La carte propose vingt tapas dont les prix varient entre 3 $ et 8 $, ce qui laisse aux clients le choix de s’attabler pour un repas ou l’apéro. Les saveurs méditerranéennes côtoient les parfums thaïs, les clins d’oeil italiens et mexicains. Ainsi, les calmars frits sont relevés de piment fort et de gros sel, et sont censés être arrosés de jus de lime qu’on presse soi-même si on désire neutraliser la finesse de la pâte et le goût exquis d’une friture délicate, craquante et savoureuse. N’en faites rien et contentez-vous de grignoter ces jolies petites bêtes à la chair fondante dans leur état quasi naturel. Signe qu’elles ont été traitées avec respect – ou presque. Le thon ahi saisi avec des zestes d’orange et un peu de piment chipotle au parfum fumé et étrangement mordant, que l’on sert autour d’un filet d’huile de chili, serait parfait si ce n’était du manque criant de sel. Heureusement, on nous apporte du sel de mer pour corriger, détail tout de même sympa. Les moules sont non seulement magnifiques dans leur jus blanchâtre de noix de coco, d’orange et de cardamome, elles sont succulentes. Des petits dumplings remplis de pâte de crevettes, à la chinoise, sont croustillants et mêlent des arômes de gingembre et d’oignons, et des crevettes entières sautées se présentent avec des pommes de terre sucrées sur un curieux et inhabituel mélange d’huile de piment et de cannelle, et peut-être même d’un peu de sucre de palme. Le mélange est pourtant souriant, presque une blague tant il est insolite. Puis des pétoncles miniatures sont poêlées avant d’être nappées de crème, de Pernod et de finir sur une assiette avec de vrais röstis de carottes et de pommes de terre en julienne. Là encore, manque de sel. Un leitmotiv ici. Les desserts sont parfois totalement absents de la carte, ce qui choque les clients, nous dit-on. Mais après un repas complet de miniatures, qui nous laisse aussi repus qu’un ours, qui s’en plaindra? Comptez environ 85 $ pour la moitié de la carte, taxes, service et deux verres de rouge compris.
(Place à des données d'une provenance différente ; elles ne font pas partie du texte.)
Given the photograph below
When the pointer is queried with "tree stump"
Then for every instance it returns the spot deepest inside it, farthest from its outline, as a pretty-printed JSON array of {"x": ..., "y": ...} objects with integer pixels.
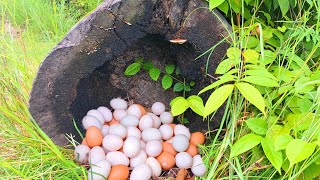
[{"x": 85, "y": 70}]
Bémol: la musique trop forte, le service un peu sulfureux.

Dièse: la cuisine est bonne et pleine de fantaisie, le décor original dans le genre.

Deux

2, rue Sherbrooke Est

(514) 843-8881

SUR LES RAYONS

Aldo Buzzi, architecte octogénaire milanais, est un auteur hédoniste, érudit, et surtout voyageur. Dans chacun de ses ouvrages précédents, l’auteur évoquait une ville, un pays, une culture par des euphémismes savants et racoleurs sur la vie de ses habitants. Sa prose faisait vivre les sensations du voyageur, donnait vie à des récits qui pourraient n’être que de banales histoires. Par des anecdotes, des citations d’écrivains (Suetone, Colette, Gadda et même Fenimore Cooper) et de cuisiniers (Michel Guérard, entres autres) auxquels il se réfère volontiers, Buzzi donne aujourd’hui au monde de la table une délicieuse série d’essais intitulée L’oeuf à la kok, qui s’inscrit dans un genre littéraire indéfinissable: mi-sérieux, mi-loufoque, à la fois essai et récit de voyage, un peu didactique et tout à fait philosophique, avec des trucs ici et là, des dessins et même un conseil sur la meilleure façon de rédiger une recette. Buzzi c’est un peu le pendant littéraire et très gourmand de Jacques Languirand. On dévore ça en quelques heures.